Whatever the case, the inspectors in March 2012 repeatedly found records of patients whose calls for assistance were received by an inattentive staff, if they were received at all.
When the family of the man with the feeding tube that was oozing pus called one Sunday morning, for example, he did not receive a visit from a skilled nurse. The hospice told them to wait a day — until Monday morning — to bring the man to the doctor. Apparently deciding that the situation demanded urgency, the family took him to a hospital, where an examination showed that his feeding tube did not reach his stomach, according to the inspectors’ report. He died days later.
When a frail older woman complained of various problems — head and chest pains, an oxygen tank that was not working — there was no documented response by the hospice, either. Indeed, when the patient’s caregiver suggested the patient had a bladder infection, the hospice nurse dismissed the suspicion, according to records. A full week later, a lab test confirmed that it was an infection.
Finally, the hospice repeatedly struggled in its efforts to help a woman with breast cancer that had spread to her liver. She repeatedly reported suffering from nausea, vomiting, breathing difficulties and pain. Despite requests over several weeks, the hospice refused to transport her to a hospital to tap the fluids that were building in her abdomen, according to the nursing notes.
On Jan. 4, “abdomen is tighter this visit,” according to the notes. On Jan. 18 and again Jan. 23, “abdomen [is becoming tighter] with each visit,” the nurse noted. On Jan. 29, the day before she died, “stomach is very firm & it is impeding effort to breathe.”
In response to the family’s request that the fluids be drained, hospice workers said it would be difficult to get the patient safely to the hospital, and besides, the fluids might return rapidly, according to the patient’s daughter, who was interviewed by inspectors.
The day before her mother died, the patient’s daughter called the hospice, but “they did not want to come out,” according to the inspection report. With the patient in “a lot of pain,” a nurse came, ordered morphine and then left.
“I expected them to stay with us when it’s critical. It kind of frustrated me. We called and we didn’t know what was going on. I didn’t know what to do,” the daughter told inspectors.
Eventually, after her mother started “gurgling” a few hours before her death, a nurse visited the house.
After the poor inspection, Expect Care’s license was downgraded to “probational” status. The state limited the number of patients it could accept. The hospice was required to hire a consultant for two years.
The company replaced the medical directors who lacked hospice experience with one who did.
“We are dedicated to turning this business around,” Osborn said, noting that it still loses money. “After that inspection, we could have quit.
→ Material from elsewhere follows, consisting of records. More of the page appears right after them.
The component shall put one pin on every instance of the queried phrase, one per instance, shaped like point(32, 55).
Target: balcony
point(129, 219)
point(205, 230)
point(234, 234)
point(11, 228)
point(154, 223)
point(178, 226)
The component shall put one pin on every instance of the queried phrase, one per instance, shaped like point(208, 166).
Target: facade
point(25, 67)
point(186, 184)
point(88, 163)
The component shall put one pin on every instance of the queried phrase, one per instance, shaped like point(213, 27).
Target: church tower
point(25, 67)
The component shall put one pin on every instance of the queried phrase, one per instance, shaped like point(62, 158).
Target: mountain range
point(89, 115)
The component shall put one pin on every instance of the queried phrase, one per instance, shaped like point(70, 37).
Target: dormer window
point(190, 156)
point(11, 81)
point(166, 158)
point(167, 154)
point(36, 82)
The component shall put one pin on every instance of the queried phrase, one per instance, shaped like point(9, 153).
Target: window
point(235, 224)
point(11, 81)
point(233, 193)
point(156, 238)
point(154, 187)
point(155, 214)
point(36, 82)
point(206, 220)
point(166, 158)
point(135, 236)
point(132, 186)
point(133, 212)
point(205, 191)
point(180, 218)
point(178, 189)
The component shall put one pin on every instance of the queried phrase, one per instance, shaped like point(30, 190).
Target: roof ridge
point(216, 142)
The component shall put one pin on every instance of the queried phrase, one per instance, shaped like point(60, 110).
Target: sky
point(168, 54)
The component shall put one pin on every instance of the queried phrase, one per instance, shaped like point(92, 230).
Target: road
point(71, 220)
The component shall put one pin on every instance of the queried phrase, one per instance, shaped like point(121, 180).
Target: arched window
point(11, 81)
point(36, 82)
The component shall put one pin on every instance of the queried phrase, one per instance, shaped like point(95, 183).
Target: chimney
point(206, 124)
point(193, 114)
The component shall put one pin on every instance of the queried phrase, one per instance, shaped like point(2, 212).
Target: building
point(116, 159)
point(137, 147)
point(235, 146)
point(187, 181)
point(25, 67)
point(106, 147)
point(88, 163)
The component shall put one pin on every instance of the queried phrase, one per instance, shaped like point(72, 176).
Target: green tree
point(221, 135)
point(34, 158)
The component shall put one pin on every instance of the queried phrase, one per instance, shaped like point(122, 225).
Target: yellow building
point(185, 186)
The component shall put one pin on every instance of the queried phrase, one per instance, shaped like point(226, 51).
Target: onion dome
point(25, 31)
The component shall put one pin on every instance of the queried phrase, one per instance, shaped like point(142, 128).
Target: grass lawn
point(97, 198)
A lot of people would have. We had to change the culture of the place, and I think we have.”
For Wetzel and Duck, who said they regularly saw both the good and bad of hospice care, the need for more frequent inspections seems obvious.
“Once a hospice opens and gets inspected, well, six years is a long time,” Wetzel said. “They can cut staff. They can cut corners. And unfortunately, whether it’s because they don’t know any better, or they just look at it as a business, that is what some of them will do. There is no way of knowing.”